Nathanael is one of the disciples that isn’t discussed very much—so I’m excited for us to get to know him this morning. But only in the book of John is he called Nathanael.

Does anyone know what he’s called in the other gospels? Bartholomew.

Nathanael is likely his given name and Bartholomew means “Son of Tolmai” [Toll-My]
So, Nathanael, Son of Tolmai.

And he’s one of the first disciples called by Jesus.

Earlier in the chapter two of John the Baptist’s followers become disciples of Jesus. One of which is Andrew, who introduces his brother, Simon, to Jesus, who renames him… Peter.

So, we’re at the very beginning of Christ’s public ministry, the first three disciples have joined Jesus and that’s where we pick up in our text.

Let’s read the entire encounter and then we’ll break it down.
Starting in verse 43.

The next day Jesus decided to go to Galilee. He found Philip and said to him, “Come, follow Me.” Philip was from Bethsaida, Andrew and Peter’s hometown.

Philip went to look for Nathanael and told him, “We have found the very person Moses and the prophets wrote about! His name is Jesus, the son of Joseph from Nazareth.”

“Nazareth!” exclaimed Nathanael. “Can anything good come from Nazareth?”
“Come and see for yourself,” Philip replied.

As they approached, Jesus said, “Now here is a genuine son of Israel—a man of complete integrity.”

“How do You know about me?” Nathanael asked. Jesus replied, “I could see you under the fig tree before Philip found you.” Then Nathanael exclaimed, “Rabbi, You are the Son of God—the King of Israel!”

Jesus asked him, “Do you believe this just because I told you I had seen you under the fig tree? You will see greater things than this.”
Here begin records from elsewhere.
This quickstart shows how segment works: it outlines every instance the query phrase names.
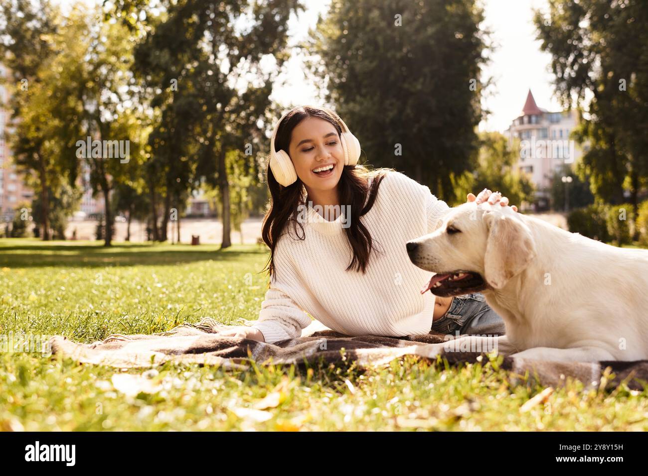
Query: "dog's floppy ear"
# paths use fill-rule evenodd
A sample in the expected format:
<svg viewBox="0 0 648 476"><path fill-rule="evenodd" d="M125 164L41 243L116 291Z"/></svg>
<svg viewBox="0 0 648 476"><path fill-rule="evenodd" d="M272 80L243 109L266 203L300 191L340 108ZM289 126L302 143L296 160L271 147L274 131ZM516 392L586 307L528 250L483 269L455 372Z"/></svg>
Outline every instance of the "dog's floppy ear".
<svg viewBox="0 0 648 476"><path fill-rule="evenodd" d="M483 220L489 231L484 278L498 289L535 257L535 243L529 227L521 220L501 212L486 212Z"/></svg>

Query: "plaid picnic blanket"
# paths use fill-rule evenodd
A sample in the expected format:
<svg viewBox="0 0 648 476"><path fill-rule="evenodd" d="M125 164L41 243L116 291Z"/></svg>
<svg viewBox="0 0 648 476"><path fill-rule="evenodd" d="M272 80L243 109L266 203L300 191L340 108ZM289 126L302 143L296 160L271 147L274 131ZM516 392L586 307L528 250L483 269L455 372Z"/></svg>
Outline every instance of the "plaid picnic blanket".
<svg viewBox="0 0 648 476"><path fill-rule="evenodd" d="M50 343L52 356L117 368L150 367L170 361L245 369L253 360L257 365L348 365L354 362L361 368L384 366L403 356L433 360L427 356L430 345L445 341L444 335L434 332L397 338L351 337L330 330L317 330L315 326L310 332L308 328L305 329L300 337L268 344L216 334L227 327L205 318L196 324L183 324L154 334L112 334L91 344L55 335ZM450 365L489 361L489 356L482 352L442 351L439 356ZM503 357L500 367L509 370L513 381L537 379L548 386L560 386L572 378L587 387L597 387L607 367L610 368L613 378L604 378L606 385L616 387L625 381L629 388L642 390L648 382L648 361L564 363L507 356Z"/></svg>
Then He said, “I tell you the truth, you will all see heaven open and the angels of God going up and down on the Son of Man, the One who is the stairway between heaven and earth.”
John 1:43–51 (NLT)

So, at first Nathanael is skeptical.

And there might be things in your life or in your faith that you’re skeptical about. You might have big questions. But that’s okay.

Because what we’ll discover in the text is this:

A. An encounter with Christ overcomes skepticism.

And an encounter with Christ in your life will overcome your skepticism.

But I want to be clear.

Being skeptical isn’t always the worst place to start. It’s very different than being cynical.

Look at these definitions:

Cynical: adj. Selfishly or callously calculating … Negative or pessimistic

Skepticism: n. A doubting or questioning attitude or state of mind; uncertainty.

- American Heritage® Dictionary of the English Language, 5th Edition.

A questioning attitude is much different than a callous heart.

If you read the Gospels, Jesus responds very differently to the questions of the Pharisees than He does to similar questions by the disciples or those who are hurting? Why?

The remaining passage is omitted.